You can drop an LLM into that environment, and the LLM will write very confident answers about whatever input you give it. What it cannot do is invent the truth about the business. It can only operate on whatever the system says is true. If the system is wrong, the AI is faster at being wrong.
The Leapfrog Argument
The strongest counter-position is the leapfrog argument: AI is different from previous layers because it can absorb the messiness underneath. You don't need to clean your data first, the thinking goes, because AI is robust enough to sort it out. Conversational interfaces will replace dashboards. Agents will read and clean the messy systems for you. The foundation gets built into the model.
There's a kernel of truth here. AI does compress some layers. Dump a few csv’s into Claude and let Opus 4.8 derive the insights. The results can be impressive. A coding agent can read across a fragmented stack and stitch together views that didn't exist before. The internet age took thirty years to build; AI can recreate parts of it in hours.
What it can't do is invent trust in numbers that don't exist. It can tell you that two different csv’s disagree, but it can’t tell you which one is correct. It can't define a KPI that nobody at the company has bothered to agree on. The leapfrog works for some layers. For others, it can actually create more confusion.
Those I've worked with who get the most out of AI investments tend to share a profile. Their companies already have the layers beneath in solid shape. The reporting is reliable, even if it's still somewhat manual. The data is trusted, even if it's not yet automated. There's enough coherence in the underlying system that the cognitive layer has something to act on. Where that coherence is missing, AI can become an expensive, and sometimes misleading, decoration.
By Hand or by C
Brass cleanup is the simplest version of the leverage problem: there was only one rung available. The Army didn't have access to a higher layer because, for that particular problem, no higher layer existed yet (or was shot down by our hypothetical CSM). The labor was the technology because there was no other technology. The soldiers didn't choose the lowest rung; they were standing on the only rung that had been built.
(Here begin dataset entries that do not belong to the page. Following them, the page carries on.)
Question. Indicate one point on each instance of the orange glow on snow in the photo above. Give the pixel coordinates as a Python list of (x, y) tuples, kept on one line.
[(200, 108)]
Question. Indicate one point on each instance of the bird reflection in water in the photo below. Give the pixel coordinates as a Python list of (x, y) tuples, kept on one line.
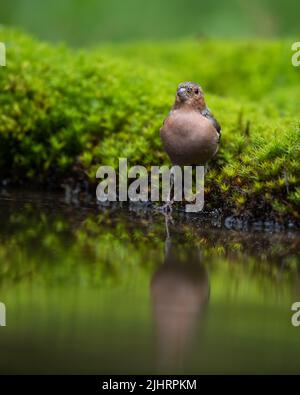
[(179, 293)]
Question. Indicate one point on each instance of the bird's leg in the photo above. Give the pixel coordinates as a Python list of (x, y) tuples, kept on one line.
[(167, 207), (168, 218)]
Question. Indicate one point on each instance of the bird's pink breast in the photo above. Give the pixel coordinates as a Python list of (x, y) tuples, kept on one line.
[(189, 138)]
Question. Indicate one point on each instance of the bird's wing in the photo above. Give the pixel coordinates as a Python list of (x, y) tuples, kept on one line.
[(207, 114)]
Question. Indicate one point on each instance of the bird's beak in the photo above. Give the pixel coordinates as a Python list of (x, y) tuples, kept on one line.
[(181, 92)]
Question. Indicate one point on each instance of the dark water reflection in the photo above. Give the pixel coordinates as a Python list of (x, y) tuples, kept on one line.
[(179, 293), (107, 290)]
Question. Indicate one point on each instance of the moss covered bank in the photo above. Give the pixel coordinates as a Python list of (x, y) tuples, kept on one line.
[(65, 112)]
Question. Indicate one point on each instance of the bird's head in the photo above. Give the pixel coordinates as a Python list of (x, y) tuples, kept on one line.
[(190, 94)]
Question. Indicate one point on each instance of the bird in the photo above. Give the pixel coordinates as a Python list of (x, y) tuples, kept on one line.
[(190, 134)]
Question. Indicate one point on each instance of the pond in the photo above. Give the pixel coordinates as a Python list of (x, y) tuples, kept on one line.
[(95, 289)]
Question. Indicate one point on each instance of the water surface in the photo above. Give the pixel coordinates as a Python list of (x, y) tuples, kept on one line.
[(90, 289)]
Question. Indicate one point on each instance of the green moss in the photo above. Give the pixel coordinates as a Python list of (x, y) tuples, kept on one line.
[(63, 109)]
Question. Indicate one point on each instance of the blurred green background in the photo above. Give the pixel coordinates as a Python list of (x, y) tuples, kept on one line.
[(82, 22)]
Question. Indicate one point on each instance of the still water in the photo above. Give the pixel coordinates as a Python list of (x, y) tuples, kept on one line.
[(90, 289)]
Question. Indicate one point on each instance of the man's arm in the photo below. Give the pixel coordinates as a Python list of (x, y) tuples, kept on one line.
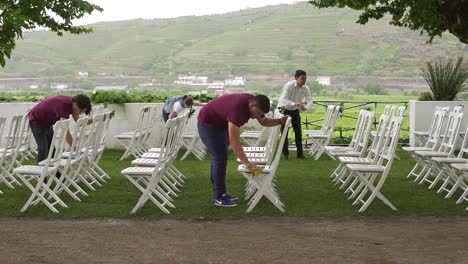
[(309, 101), (69, 138), (198, 103), (285, 95), (234, 140), (269, 122)]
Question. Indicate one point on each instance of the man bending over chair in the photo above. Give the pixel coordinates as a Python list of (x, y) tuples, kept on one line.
[(291, 99), (177, 104), (45, 114), (219, 125)]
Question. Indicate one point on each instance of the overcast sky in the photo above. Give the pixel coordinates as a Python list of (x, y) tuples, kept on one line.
[(130, 9)]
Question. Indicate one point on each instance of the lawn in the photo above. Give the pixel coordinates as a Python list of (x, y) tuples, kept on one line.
[(304, 187)]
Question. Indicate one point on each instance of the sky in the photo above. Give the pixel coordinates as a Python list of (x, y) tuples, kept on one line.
[(131, 9)]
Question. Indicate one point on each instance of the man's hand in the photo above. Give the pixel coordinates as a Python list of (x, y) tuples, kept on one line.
[(252, 166), (283, 120)]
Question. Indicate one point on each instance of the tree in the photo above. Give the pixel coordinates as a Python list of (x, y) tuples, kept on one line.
[(18, 16), (430, 16)]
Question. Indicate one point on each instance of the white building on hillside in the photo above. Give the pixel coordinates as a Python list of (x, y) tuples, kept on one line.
[(324, 80)]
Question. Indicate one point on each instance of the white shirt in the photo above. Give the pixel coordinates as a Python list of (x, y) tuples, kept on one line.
[(293, 94), (178, 107)]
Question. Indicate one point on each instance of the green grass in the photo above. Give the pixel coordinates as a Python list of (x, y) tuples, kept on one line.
[(304, 187)]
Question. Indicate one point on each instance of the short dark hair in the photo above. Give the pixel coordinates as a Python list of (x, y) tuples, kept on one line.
[(188, 100), (83, 102), (263, 102), (299, 73)]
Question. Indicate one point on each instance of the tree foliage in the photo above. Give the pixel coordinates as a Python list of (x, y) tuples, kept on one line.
[(18, 16), (430, 16)]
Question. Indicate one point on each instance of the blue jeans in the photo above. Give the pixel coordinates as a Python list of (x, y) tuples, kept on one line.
[(216, 141)]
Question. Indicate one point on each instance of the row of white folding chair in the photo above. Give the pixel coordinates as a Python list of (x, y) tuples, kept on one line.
[(253, 138), (359, 141), (441, 142), (365, 177), (263, 184), (135, 142), (321, 140), (13, 152), (326, 122), (192, 143), (154, 178)]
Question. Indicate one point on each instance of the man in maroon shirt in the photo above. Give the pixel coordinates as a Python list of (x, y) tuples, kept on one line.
[(219, 125), (46, 113)]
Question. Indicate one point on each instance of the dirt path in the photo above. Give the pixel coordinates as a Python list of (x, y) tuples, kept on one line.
[(264, 240)]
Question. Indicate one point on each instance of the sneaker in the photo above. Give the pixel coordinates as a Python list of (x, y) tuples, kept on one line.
[(233, 198), (224, 201)]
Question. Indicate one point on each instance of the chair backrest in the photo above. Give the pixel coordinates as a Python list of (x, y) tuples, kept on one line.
[(364, 135), (380, 137), (335, 116), (451, 132), (58, 144), (2, 127), (13, 138), (391, 142), (328, 118), (279, 148), (438, 121)]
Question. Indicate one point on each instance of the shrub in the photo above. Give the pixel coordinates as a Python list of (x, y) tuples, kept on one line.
[(425, 96), (445, 78)]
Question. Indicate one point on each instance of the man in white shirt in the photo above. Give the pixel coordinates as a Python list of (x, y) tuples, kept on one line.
[(177, 104), (291, 99)]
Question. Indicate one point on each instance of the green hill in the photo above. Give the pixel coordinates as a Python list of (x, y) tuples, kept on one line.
[(272, 40)]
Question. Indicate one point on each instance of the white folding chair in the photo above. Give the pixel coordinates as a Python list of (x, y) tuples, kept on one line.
[(262, 185), (370, 184), (37, 175), (359, 141), (446, 148), (9, 152), (321, 140), (133, 141), (150, 180)]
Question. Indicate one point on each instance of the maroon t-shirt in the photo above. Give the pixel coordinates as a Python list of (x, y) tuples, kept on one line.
[(51, 110), (232, 108)]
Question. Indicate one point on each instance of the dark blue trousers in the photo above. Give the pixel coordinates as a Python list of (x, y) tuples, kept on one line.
[(216, 141)]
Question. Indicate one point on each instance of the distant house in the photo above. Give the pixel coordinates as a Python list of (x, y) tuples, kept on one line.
[(324, 80), (59, 86), (83, 75), (237, 81), (110, 88)]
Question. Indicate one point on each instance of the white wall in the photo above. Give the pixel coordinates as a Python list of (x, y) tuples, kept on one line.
[(126, 118), (421, 115)]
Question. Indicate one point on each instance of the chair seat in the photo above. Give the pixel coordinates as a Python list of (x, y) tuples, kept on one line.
[(413, 149), (32, 170), (150, 155), (145, 162), (460, 166), (62, 162), (254, 149), (345, 154), (354, 160), (256, 161), (127, 135), (337, 149), (365, 167), (255, 155), (138, 171), (243, 168), (450, 160), (431, 154), (154, 150)]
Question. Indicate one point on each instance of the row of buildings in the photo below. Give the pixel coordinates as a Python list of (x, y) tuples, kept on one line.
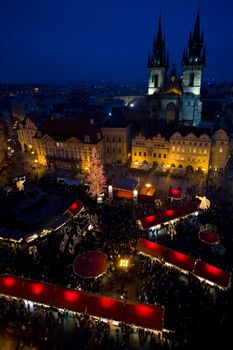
[(68, 143)]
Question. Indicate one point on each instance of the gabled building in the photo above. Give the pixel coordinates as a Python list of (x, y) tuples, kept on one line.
[(170, 97)]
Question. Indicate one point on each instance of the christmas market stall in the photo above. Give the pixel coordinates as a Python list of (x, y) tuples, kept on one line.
[(212, 274), (90, 264), (75, 208), (147, 193), (209, 237), (123, 187), (164, 217), (95, 305)]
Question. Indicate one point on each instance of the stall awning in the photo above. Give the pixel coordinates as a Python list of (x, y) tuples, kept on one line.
[(212, 274), (146, 316), (37, 292), (75, 208), (105, 307), (10, 285), (179, 260), (70, 299), (175, 193), (150, 248), (168, 215)]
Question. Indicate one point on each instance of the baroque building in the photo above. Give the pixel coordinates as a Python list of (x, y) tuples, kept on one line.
[(62, 143), (188, 147), (171, 98)]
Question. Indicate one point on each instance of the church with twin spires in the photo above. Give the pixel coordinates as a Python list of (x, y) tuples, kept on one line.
[(172, 98)]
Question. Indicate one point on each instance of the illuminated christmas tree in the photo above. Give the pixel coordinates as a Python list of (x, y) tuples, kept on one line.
[(96, 178)]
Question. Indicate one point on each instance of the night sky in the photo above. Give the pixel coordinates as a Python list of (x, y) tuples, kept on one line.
[(89, 40)]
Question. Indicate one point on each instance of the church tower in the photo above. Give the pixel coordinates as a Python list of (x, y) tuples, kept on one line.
[(157, 63), (193, 63)]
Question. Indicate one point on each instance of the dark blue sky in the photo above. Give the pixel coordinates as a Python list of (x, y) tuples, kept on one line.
[(89, 40)]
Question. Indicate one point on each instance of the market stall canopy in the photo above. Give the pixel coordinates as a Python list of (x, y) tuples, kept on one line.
[(10, 285), (105, 307), (70, 299), (175, 193), (212, 274), (90, 264), (209, 237), (75, 208), (140, 315), (179, 260), (37, 292), (146, 316), (124, 183), (168, 215), (149, 248)]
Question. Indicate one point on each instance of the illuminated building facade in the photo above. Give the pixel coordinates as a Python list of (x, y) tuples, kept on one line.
[(62, 143), (172, 98), (117, 141), (187, 147)]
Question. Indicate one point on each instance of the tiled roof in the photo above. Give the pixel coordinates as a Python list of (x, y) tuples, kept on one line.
[(63, 129)]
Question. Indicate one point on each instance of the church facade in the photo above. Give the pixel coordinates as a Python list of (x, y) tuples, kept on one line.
[(172, 98)]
Companies today are not in that situation. They can start adding rungs and begin climbing. The only question is how high they want to climb on the ladder of leverage. They can stand up a modern data stack. They can build a reporting spine. They can deploy AI on top. What they actually have to decide is which rung to build next, which will make subsequent rungs easier to ascend.
Leverage is Accelerating
A man on foot can travel 30 miles in a day. A man on a ship, 100. A man in a car, 500. A man in a plane, 5,000. Each layer of leverage didn't just speed up the previous one; it opened up a new range that wasn't reachable before. Each new technology opened up a new order of magnitude.
Companies are no different. A company that has the stack underneath it can do things its competitors can't. Not just faster versions of the same things, but different things entirely. The operating partner who can ask any question of any number in the portfolio and get a trustworthy answer in seconds is working from a different map than the one whose CFO needs three days to assemble the spreadsheet. The CEO whose monthly close runs in a day and whose data is reconciled across systems can make decisions on a cadence that's structurally inaccessible to a competitor running an 11-day close. The gap doesn't close on its own. If left unaddressed, it continues to widen.
That's what's actually on the other side of the stack. Not a faster monthly close, but a different operating cadence. Not better board updates, but a different relationship between the operating partner and the company's reality.
Archimedes is supposed to have said, "Give me a lever long enough and a fulcrum on which to place it, and I shall move the world." The right lever doesn't help you do an old job faster. It makes a different job possible.